Chris_Palmer · November 12, 2017, 9:01pm

Inception-ResNet-v2, Inception-v4, or ResNet101 64?

Has anyone got any advice about whether the Inception ResNet may work better than the ResNet101 64?

Chris_Palmer · November 12, 2017, 9:14pm

Why only 2 cycles after setting ps=0.5 ?

Can anyone clarify something I saw in Jeremy’s notebook for the Dog Breeds compeition: After using the ps parameter to 0.5 he only did 2 cycles - was this just to save time while evaluating the change, or is something else going on - I remember him saying that too many cycles lead to overfitting, but is that what is being done here?

learn = ConvLearner.pretrained(arch, data, precompute=True, ps=0.5)
learn.fit(1e-2, 2)

jeremy · November 12, 2017, 9:34pm

ps and the use of 2 cycles vs more is something we’ll talk about later, but basically we’re trying to avoid overfitting, since this architecture is a lot bigger.

num_workers just says how many CPU cores to use for preprocessing - it’s not a big deal and doesn’t effect anything except speed.

jeremy · November 12, 2017, 9:34pm

This is basically what we do, except we do it dynamically with more randomness.

Chris_Palmer · November 12, 2017, 9:44pm

Thanks Jeremy, yes I understand that we are randomly cropping, but this strategy indicates rather severe cropping, including corners, and 144 crops per image.
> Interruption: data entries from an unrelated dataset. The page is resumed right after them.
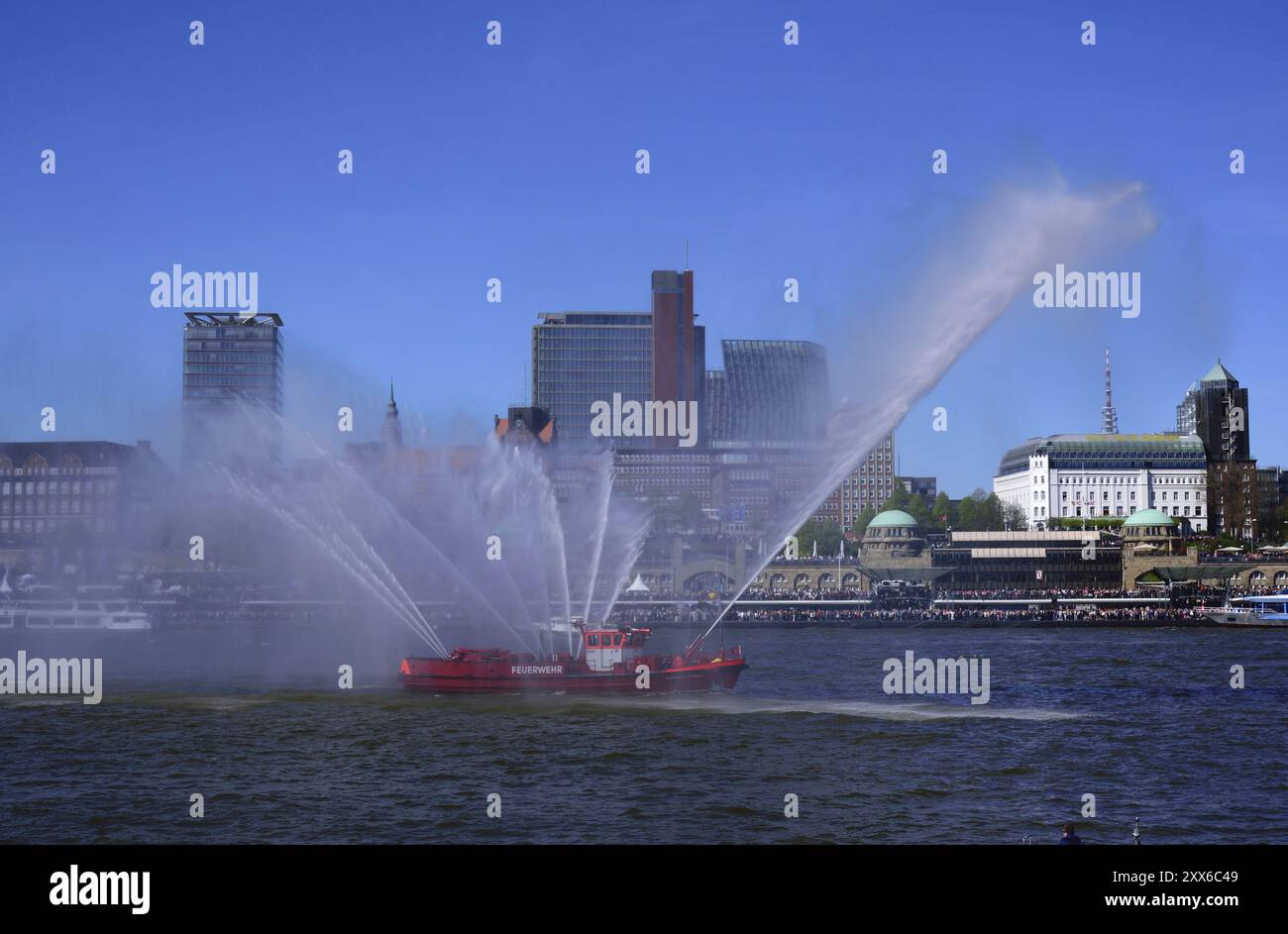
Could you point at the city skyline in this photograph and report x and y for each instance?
(477, 188)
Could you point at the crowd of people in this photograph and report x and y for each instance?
(782, 617)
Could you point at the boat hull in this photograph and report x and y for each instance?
(446, 676)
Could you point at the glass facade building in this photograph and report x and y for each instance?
(585, 357)
(771, 393)
(228, 359)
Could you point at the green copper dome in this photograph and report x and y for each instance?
(890, 518)
(1149, 517)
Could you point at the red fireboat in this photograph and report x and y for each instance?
(614, 663)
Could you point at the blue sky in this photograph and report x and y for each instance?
(473, 161)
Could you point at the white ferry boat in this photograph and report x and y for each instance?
(77, 616)
(1265, 612)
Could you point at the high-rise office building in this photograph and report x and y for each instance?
(866, 488)
(1222, 423)
(679, 347)
(773, 393)
(228, 360)
(1222, 415)
(1186, 412)
(581, 359)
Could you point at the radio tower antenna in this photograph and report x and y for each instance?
(1108, 415)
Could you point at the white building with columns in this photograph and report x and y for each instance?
(1106, 475)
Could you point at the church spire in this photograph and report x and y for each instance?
(390, 432)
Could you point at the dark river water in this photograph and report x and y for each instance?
(1142, 719)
It was in relation to this extreme approach I was asking my question.

miguel_perez · November 12, 2017, 10:51pm

In this lesson 2 notebook, what’s the rationale for defining a size “sz” and inmmediately increasing it by a factor of 1.3?

groverpr · November 12, 2017, 10:56pm

Ok. But can you please explain, why is this warning coming ? I tried to search it on google. Couldn’t find concrete explanation.
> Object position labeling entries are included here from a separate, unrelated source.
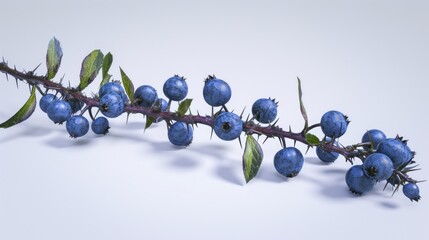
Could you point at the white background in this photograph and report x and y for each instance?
(368, 59)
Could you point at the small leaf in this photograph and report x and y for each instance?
(107, 62)
(53, 57)
(184, 106)
(312, 139)
(128, 85)
(91, 65)
(149, 121)
(252, 158)
(23, 113)
(105, 80)
(301, 105)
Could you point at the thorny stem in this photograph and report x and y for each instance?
(249, 127)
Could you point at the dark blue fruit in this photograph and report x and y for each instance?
(59, 111)
(378, 166)
(112, 105)
(395, 149)
(373, 136)
(46, 100)
(411, 191)
(288, 161)
(145, 96)
(180, 134)
(175, 88)
(264, 110)
(326, 156)
(334, 124)
(216, 91)
(228, 126)
(100, 125)
(77, 126)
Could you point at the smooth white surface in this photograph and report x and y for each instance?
(367, 59)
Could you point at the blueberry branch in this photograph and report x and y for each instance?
(226, 125)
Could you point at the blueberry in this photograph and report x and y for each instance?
(264, 110)
(77, 126)
(357, 181)
(288, 161)
(175, 88)
(411, 191)
(395, 149)
(145, 96)
(373, 136)
(378, 166)
(75, 104)
(100, 125)
(216, 91)
(180, 134)
(114, 87)
(334, 124)
(326, 156)
(46, 100)
(163, 104)
(59, 111)
(112, 105)
(228, 126)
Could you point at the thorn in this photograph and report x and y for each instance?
(128, 115)
(308, 148)
(239, 140)
(276, 121)
(36, 67)
(242, 112)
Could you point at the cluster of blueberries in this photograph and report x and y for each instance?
(384, 154)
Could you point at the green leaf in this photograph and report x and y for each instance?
(107, 62)
(128, 85)
(149, 121)
(91, 65)
(301, 105)
(184, 107)
(23, 113)
(53, 57)
(312, 139)
(105, 80)
(252, 158)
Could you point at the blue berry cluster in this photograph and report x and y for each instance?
(382, 158)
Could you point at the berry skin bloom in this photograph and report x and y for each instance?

Chris_Palmer · November 12, 2017, 11:48pm

A (mini) batch vs a cycle / epoch and learning rate

Can anyone explain what @jeremy means around 38 minute mark of lesson 2 about changing the learning rate every mini batch? What is a mini batch, in our learn.fit() method we pass learning rate, number of epochs, cycle length - is a batch an amalgamation of these settings?

We have batch size as part of our model, so is a batch how many images we feed to the model at a time within an epoch? If so, is Jeremy saying that the learning rate changes after every bunch of images are passed in?

If learning rate changes based on the presence of a new batch, what influence does cycle length have on changing the learning rate? Jeremy there talks about resetting it.

So, changing vs resetting learning rate - what is the difference?

Iterations

What is an iteration?

vikbehal · November 12, 2017, 11:52pm

Instead of going through all of the items one by one in one loop, we process items in small batches e.g. bs = 64 (default). This is the power of GPU. In one epoch, we process ‘X’ mini-batches. The total number of mini-batches is given by:

total_mini_batches = total_items/batch_size

So, as you continue to process these mini batches we continue to reduce ‘lr’. An iteration would then be going once through the loop, which I believe would be processing one ‘mini-batch’.

Note: This is my understanding.

vikbehal · November 13, 2017, 12:00am

I noticed that If I run lr finder in’differential learning rate’ step this happens.